LET THE GOSPEL GET UNDER YOUR SKIN
But the next and final thing is how can we get this ache for the gospel? And I think the answer is to let the gospel get under your skin, to let the gospel get under my skin, your skin. How does that happen? How does the gospel get under our skin? Jesus didn’t say, and this is what won’t work, suck it up. Be a man, go get them. I don’t think it’s going to work to shame men, guilt them, make you feel embarrassed, make you feel like you need to perform in order to make God happy. I don’t think that’s going to work. People have tried that, doesn’t seem to want to work.
And I don’t think it’s going to happen just because we really, really want it to happen. “Lord, we really want this.” Or I don’t think it’s going to happen just because it’s really, really, really important. Do we want it? Yeah. Do we? Is it really important? Yeah. But I think this text gives us an insight. If you want to get the gospel under your skin, it’s not something you do for God, it’s something God does for you. “Ask the Lord of the harvest to send out workers into his harvest field.”
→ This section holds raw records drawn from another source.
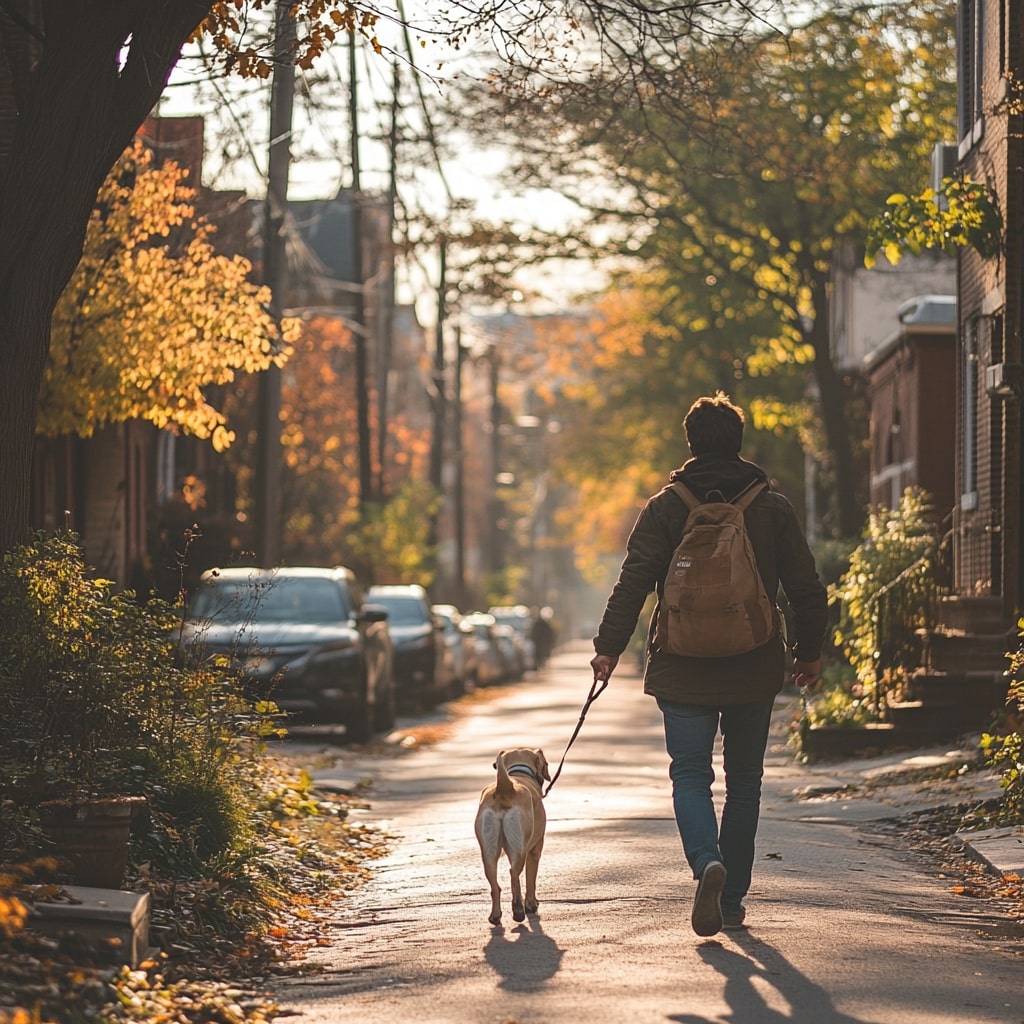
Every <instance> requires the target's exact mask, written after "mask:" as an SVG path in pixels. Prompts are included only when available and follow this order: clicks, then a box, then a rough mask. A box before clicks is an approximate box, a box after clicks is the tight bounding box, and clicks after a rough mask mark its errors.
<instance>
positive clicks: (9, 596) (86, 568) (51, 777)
mask: <svg viewBox="0 0 1024 1024" xmlns="http://www.w3.org/2000/svg"><path fill="white" fill-rule="evenodd" d="M0 623H2V627H0V729H2V731H3V735H4V737H5V741H4V743H3V744H0V807H2V811H0V815H2V819H0V861H3V860H7V859H10V858H11V857H13V856H15V854H16V852H17V851H18V849H22V850H25V849H26V848H27V847H28V848H31V847H32V845H33V841H34V839H35V834H34V831H33V827H32V824H33V814H34V808H35V806H36V805H37V804H38V803H39V802H40V801H43V800H52V799H63V800H81V799H88V798H90V797H94V796H101V795H121V796H144V797H145V798H146V799H147V805H148V808H150V814H148V815H147V816H146V817H145V818H144V819H143V823H141V824H140V827H139V828H138V829H136V835H134V837H133V843H134V844H135V849H134V850H133V854H134V859H135V860H136V861H145V862H147V863H148V865H150V868H148V869H150V870H151V871H153V872H155V873H161V872H165V873H169V874H172V876H173V874H174V872H176V871H191V872H199V873H203V864H204V863H205V862H206V861H207V860H209V859H210V858H212V857H216V856H218V855H221V854H224V853H225V852H226V851H230V850H232V849H236V850H242V849H245V848H247V847H248V846H249V845H250V844H251V842H252V836H253V829H254V827H255V823H254V822H255V816H254V812H255V808H256V806H257V802H258V801H259V799H260V773H261V761H260V754H261V750H262V741H263V738H264V737H265V736H266V735H268V734H270V733H272V732H273V731H274V729H275V726H274V722H273V719H274V714H275V712H276V709H275V708H274V706H273V705H269V703H260V705H256V706H254V705H253V703H252V702H251V701H250V700H248V699H247V698H246V696H245V694H244V693H243V690H242V688H241V685H240V683H239V680H238V679H236V678H232V677H231V676H230V675H228V674H227V673H226V672H224V671H222V670H220V669H219V668H218V667H217V666H216V665H213V664H206V665H200V666H191V665H184V664H182V662H181V659H180V658H179V657H178V642H179V635H180V632H179V631H180V615H179V614H178V613H177V612H176V610H175V609H174V608H173V607H172V606H171V605H169V604H168V603H166V602H164V601H161V600H159V599H151V600H147V601H137V600H136V599H135V596H134V595H133V594H131V593H126V594H118V593H115V591H114V586H113V584H112V583H111V582H110V581H105V580H97V579H94V578H93V577H92V575H90V573H89V571H88V569H87V567H86V564H85V562H84V559H83V556H82V551H81V547H80V545H79V543H78V539H77V538H76V537H75V536H74V535H72V534H60V535H57V536H55V537H50V538H47V537H44V536H42V535H40V536H39V537H37V538H36V540H35V541H34V542H33V543H32V544H30V545H26V546H23V547H18V548H15V549H13V550H11V551H9V552H7V553H6V554H5V555H4V556H3V559H2V562H0Z"/></svg>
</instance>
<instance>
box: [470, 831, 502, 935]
mask: <svg viewBox="0 0 1024 1024" xmlns="http://www.w3.org/2000/svg"><path fill="white" fill-rule="evenodd" d="M476 839H477V842H478V843H479V844H480V856H481V858H482V859H483V873H484V877H485V878H486V880H487V885H489V886H490V914H489V915H488V918H487V921H489V922H490V924H492V925H500V924H501V923H502V888H501V886H500V885H499V884H498V858H499V857H500V856H501V853H502V822H501V819H500V818H498V817H496V816H495V815H485V816H483V817H482V818H481V819H480V820H479V821H478V822H477V824H476Z"/></svg>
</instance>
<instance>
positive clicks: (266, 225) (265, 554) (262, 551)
mask: <svg viewBox="0 0 1024 1024" xmlns="http://www.w3.org/2000/svg"><path fill="white" fill-rule="evenodd" d="M290 8H291V0H278V4H276V12H275V24H274V55H273V82H272V84H271V87H270V153H269V159H268V164H267V184H266V202H265V206H264V212H263V282H264V284H265V285H267V286H268V287H269V289H270V292H271V296H272V297H271V300H270V301H271V309H272V312H273V316H274V319H275V321H276V322H278V325H279V326H280V325H281V312H282V306H283V303H284V302H285V301H286V293H287V290H288V260H287V256H286V246H285V242H286V239H285V223H286V219H287V216H288V175H289V168H290V165H291V159H292V150H291V142H292V110H293V108H294V105H295V22H294V19H293V18H292V17H291V15H290V13H289V11H290ZM281 462H282V460H281V370H280V369H279V368H278V367H275V366H272V365H271V366H270V367H268V368H267V369H266V371H264V373H262V374H261V375H260V385H259V409H258V428H257V451H256V494H255V496H254V512H255V518H256V546H257V554H258V558H259V561H260V562H261V564H262V565H264V566H266V567H268V568H269V567H273V566H275V565H278V564H279V563H280V562H281V549H282V544H281V542H282V537H281V532H282V529H281V521H282V514H281Z"/></svg>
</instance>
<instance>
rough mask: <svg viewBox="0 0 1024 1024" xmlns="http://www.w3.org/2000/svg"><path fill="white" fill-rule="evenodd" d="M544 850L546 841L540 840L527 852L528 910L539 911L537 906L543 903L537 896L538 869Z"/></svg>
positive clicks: (526, 880) (526, 870)
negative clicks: (544, 846) (534, 846)
mask: <svg viewBox="0 0 1024 1024" xmlns="http://www.w3.org/2000/svg"><path fill="white" fill-rule="evenodd" d="M543 851H544V842H543V841H542V842H540V843H538V844H537V846H535V847H534V849H532V850H530V851H529V853H527V854H526V912H527V913H537V908H538V907H539V906H540V905H541V904H540V900H538V898H537V871H538V868H539V867H540V866H541V853H542V852H543Z"/></svg>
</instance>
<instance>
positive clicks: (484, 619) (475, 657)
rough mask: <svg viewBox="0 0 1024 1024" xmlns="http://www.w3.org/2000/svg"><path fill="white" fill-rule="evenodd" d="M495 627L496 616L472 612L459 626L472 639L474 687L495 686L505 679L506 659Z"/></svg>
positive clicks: (471, 652) (472, 653)
mask: <svg viewBox="0 0 1024 1024" xmlns="http://www.w3.org/2000/svg"><path fill="white" fill-rule="evenodd" d="M495 626H496V624H495V616H494V615H488V614H486V613H485V612H482V611H471V612H470V613H469V614H468V615H464V616H463V618H462V622H461V623H460V624H459V628H460V629H461V630H462V631H463V632H464V633H465V634H466V635H467V636H468V637H469V638H470V663H469V670H468V671H469V678H470V681H471V682H472V683H473V685H474V686H494V685H496V684H497V683H500V682H502V681H503V680H504V678H505V658H504V657H503V656H502V651H501V646H500V643H499V640H498V636H497V634H496V633H495Z"/></svg>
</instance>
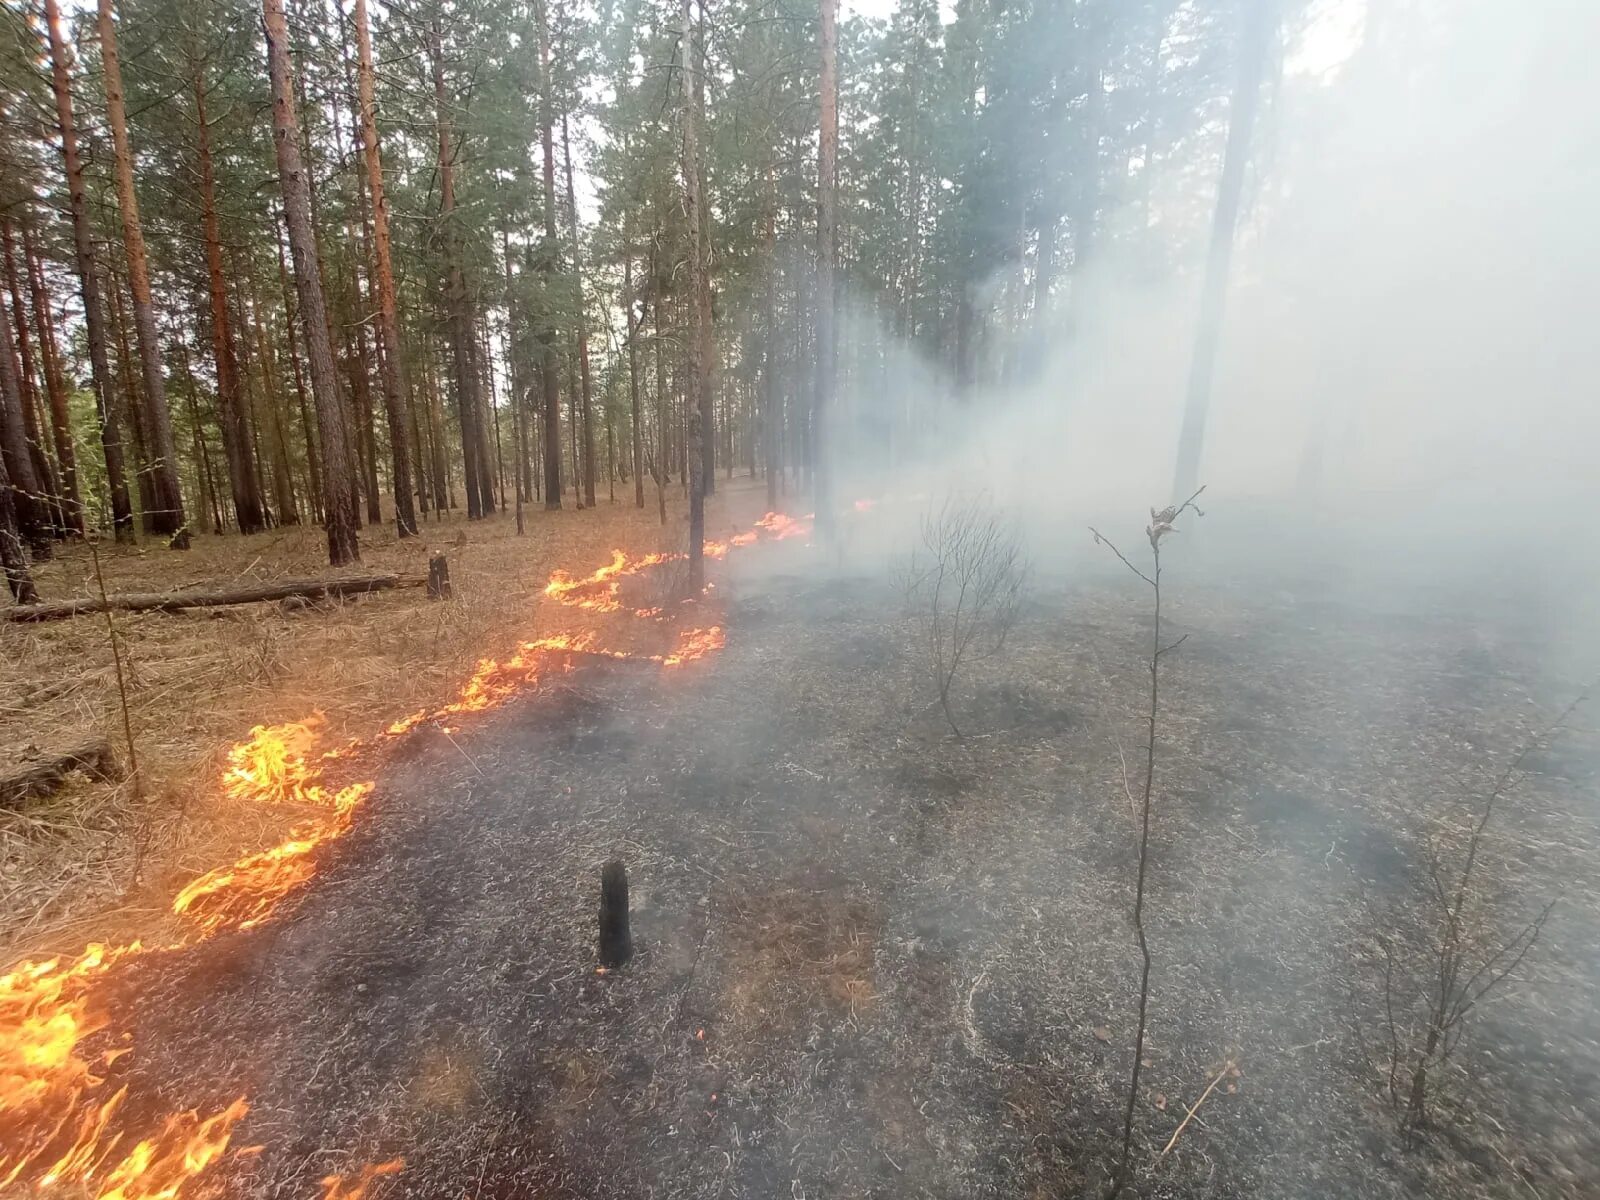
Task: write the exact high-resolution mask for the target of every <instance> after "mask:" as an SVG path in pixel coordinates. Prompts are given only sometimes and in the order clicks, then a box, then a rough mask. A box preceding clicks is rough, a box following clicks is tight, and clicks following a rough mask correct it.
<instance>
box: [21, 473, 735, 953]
mask: <svg viewBox="0 0 1600 1200" xmlns="http://www.w3.org/2000/svg"><path fill="white" fill-rule="evenodd" d="M723 486H725V493H726V491H728V488H726V485H723ZM568 502H570V501H568ZM758 502H760V494H758V493H757V491H754V490H750V488H747V486H741V485H739V483H734V486H733V488H731V494H720V496H718V498H717V499H715V501H714V502H712V504H714V507H712V509H710V515H709V518H707V536H722V533H723V531H725V530H726V528H730V526H731V525H733V523H734V522H736V520H738V522H739V523H742V525H747V523H749V520H750V518H754V517H755V515H758V514H760V507H758ZM682 509H683V498H682V493H680V491H675V494H669V523H667V525H666V526H662V525H661V523H659V520H658V515H656V509H654V506H653V504H651V506H650V507H646V509H643V510H640V509H635V507H632V506H630V504H626V502H618V504H606V502H602V504H600V506H598V507H597V509H592V510H584V512H574V510H571V509H570V507H568V509H566V510H563V512H555V514H547V512H544V510H542V509H539V507H536V506H530V507H528V509H526V510H525V520H526V534H525V536H522V538H518V536H517V531H515V528H517V526H515V517H514V515H512V514H510V512H502V514H498V515H496V517H493V518H490V520H483V522H472V523H469V522H466V518H464V517H461V515H453V517H450V518H446V520H445V522H442V523H427V525H426V526H424V530H422V534H421V536H419V538H416V539H408V541H405V542H402V541H398V539H397V538H395V533H394V528H392V526H387V525H386V526H382V528H378V526H371V528H366V530H363V531H362V560H363V562H362V566H363V570H390V571H402V573H406V574H422V573H426V568H427V555H429V554H430V552H432V550H445V552H446V554H448V555H450V573H451V582H453V587H454V600H453V602H450V603H429V602H427V600H426V598H424V594H422V590H421V589H400V590H392V592H378V594H373V595H365V597H352V598H349V600H342V602H338V600H336V602H330V603H328V605H317V606H310V605H299V606H296V605H294V603H293V602H291V603H264V605H243V606H234V608H216V610H198V611H190V613H178V614H165V613H144V614H133V613H122V614H117V618H115V621H117V630H118V638H120V642H122V650H123V664H125V672H126V682H128V699H130V707H131V718H133V733H134V746H136V750H138V760H139V766H141V781H142V792H141V794H136V789H134V786H133V781H131V779H125V781H122V782H106V781H93V779H86V778H74V779H72V781H70V782H69V784H67V786H66V787H64V789H61V790H59V792H58V794H56V795H53V797H48V798H43V800H37V802H34V803H32V805H29V806H26V808H24V810H22V811H0V880H3V882H0V910H3V914H5V917H3V918H0V962H3V960H10V958H14V957H18V955H19V954H37V952H69V950H77V949H78V947H80V946H82V944H83V941H86V939H107V938H118V939H123V938H131V936H155V934H158V933H160V923H162V922H163V920H165V917H166V904H168V899H170V896H171V893H173V891H174V888H176V886H178V885H179V883H181V882H182V880H186V878H189V877H192V875H195V874H198V872H203V870H208V869H210V867H213V866H216V864H219V862H227V861H230V859H232V858H235V856H238V854H242V853H248V851H251V850H256V848H261V846H264V845H270V843H272V842H277V840H278V838H280V837H282V834H283V830H285V829H286V827H288V824H293V819H294V816H296V814H294V813H291V811H283V810H278V811H254V810H242V808H240V806H238V805H230V803H227V802H226V800H222V797H221V795H219V792H218V787H216V781H218V778H219V774H221V768H222V760H224V755H226V752H227V749H229V747H230V746H232V744H235V742H238V741H242V739H243V738H246V736H248V733H250V730H251V726H254V725H274V723H278V722H290V720H302V718H306V717H307V715H310V714H314V712H322V714H323V715H325V718H326V726H325V728H326V739H328V741H326V744H330V746H334V744H339V742H342V741H346V739H349V738H360V736H366V734H370V733H371V731H374V730H378V728H381V726H384V725H387V723H389V722H392V720H395V718H398V717H403V715H406V714H410V712H416V710H419V709H424V707H435V706H438V704H443V702H446V701H450V699H453V698H454V694H456V691H458V688H459V686H461V683H462V680H464V678H466V677H467V675H469V674H470V670H472V667H474V664H475V662H477V661H478V659H480V658H483V656H494V654H501V653H504V651H507V650H509V648H510V646H514V645H515V643H517V642H518V640H523V638H528V637H534V635H538V634H541V632H546V630H544V624H542V622H546V621H557V619H558V621H562V624H563V626H565V624H571V622H570V621H568V618H570V613H568V611H565V610H563V611H562V616H560V618H555V616H552V614H549V613H541V611H539V610H541V598H542V590H544V584H546V581H547V579H549V574H550V571H552V570H555V568H558V566H560V568H565V570H570V571H574V573H586V571H589V570H594V568H595V566H598V565H600V563H602V562H605V557H606V552H608V550H610V549H611V547H622V549H626V550H629V552H635V554H643V552H653V550H672V549H682V539H683V518H682V515H683V514H682ZM99 554H101V565H102V568H104V573H106V587H107V590H109V592H134V590H170V589H178V587H194V586H202V584H206V586H221V584H240V582H246V581H270V579H280V578H288V576H306V574H322V573H326V560H325V554H326V547H325V539H323V531H322V530H320V528H317V526H299V528H282V530H274V531H270V533H264V534H258V536H251V538H240V536H222V538H214V536H197V538H195V541H194V549H192V550H189V552H187V554H176V552H171V550H166V549H163V547H162V546H160V542H155V541H152V542H149V544H147V546H144V547H138V549H131V547H114V546H110V544H104V546H102V547H101V549H99ZM37 579H38V587H40V594H42V595H43V597H45V598H48V600H58V598H69V597H86V595H93V594H94V587H96V586H94V566H93V558H91V555H90V549H88V547H86V546H74V547H67V549H66V550H62V552H59V554H58V557H56V558H54V560H53V562H50V563H43V565H40V568H38V571H37ZM88 734H101V736H106V738H107V739H109V741H110V744H112V746H114V747H115V750H117V754H118V757H120V758H122V760H123V762H126V741H125V738H123V731H122V717H120V712H118V706H117V680H115V672H114V667H112V654H110V643H109V637H107V630H106V622H104V619H102V618H99V616H91V618H78V619H72V621H62V622H53V624H43V626H14V624H3V626H0V770H5V768H8V766H11V765H14V763H18V762H21V760H24V758H27V757H30V755H32V754H37V752H45V754H48V752H53V750H54V749H58V747H64V746H67V744H70V742H75V741H82V739H83V738H85V736H88Z"/></svg>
Brothers belief determines behavior. People do what they want, even if you pay their salaries, by the way. People do what they want. And so the question is, why are people doing what they’re doing? They’re doing what they’re doing because their behavior, they’re doing it because it is a visible demonstration of their belief. And so, it’s a belief issue. It’s what we believe.
Do we believe that the harvest is plentiful? Do you believe that? Do you believe that the workers are few? Do you believe that? Do you believe that those people deserve what they’re getting? Or do you believe that they are harassed and helpless like sheep without a shepherd? What do you believe? That’s the gospel. Let’s let it get under our skin. And the way we can let that happen is by asking God to give you an ache for the harvest.
Let’s pray. Our dearest Father, we come to You humbly. We offer our lives to You. And we pray that You would give to us this gospel. That You would let it get under our skin. That You would give us an ache for the harvest. There is a labor shortage. There’s not a shortage in the harvest. Help us to see what You see, so that we can do what You do. Give us that ache for the harvest this week, pray in your name, Jesus, because this is one of Your core teachings. Amen.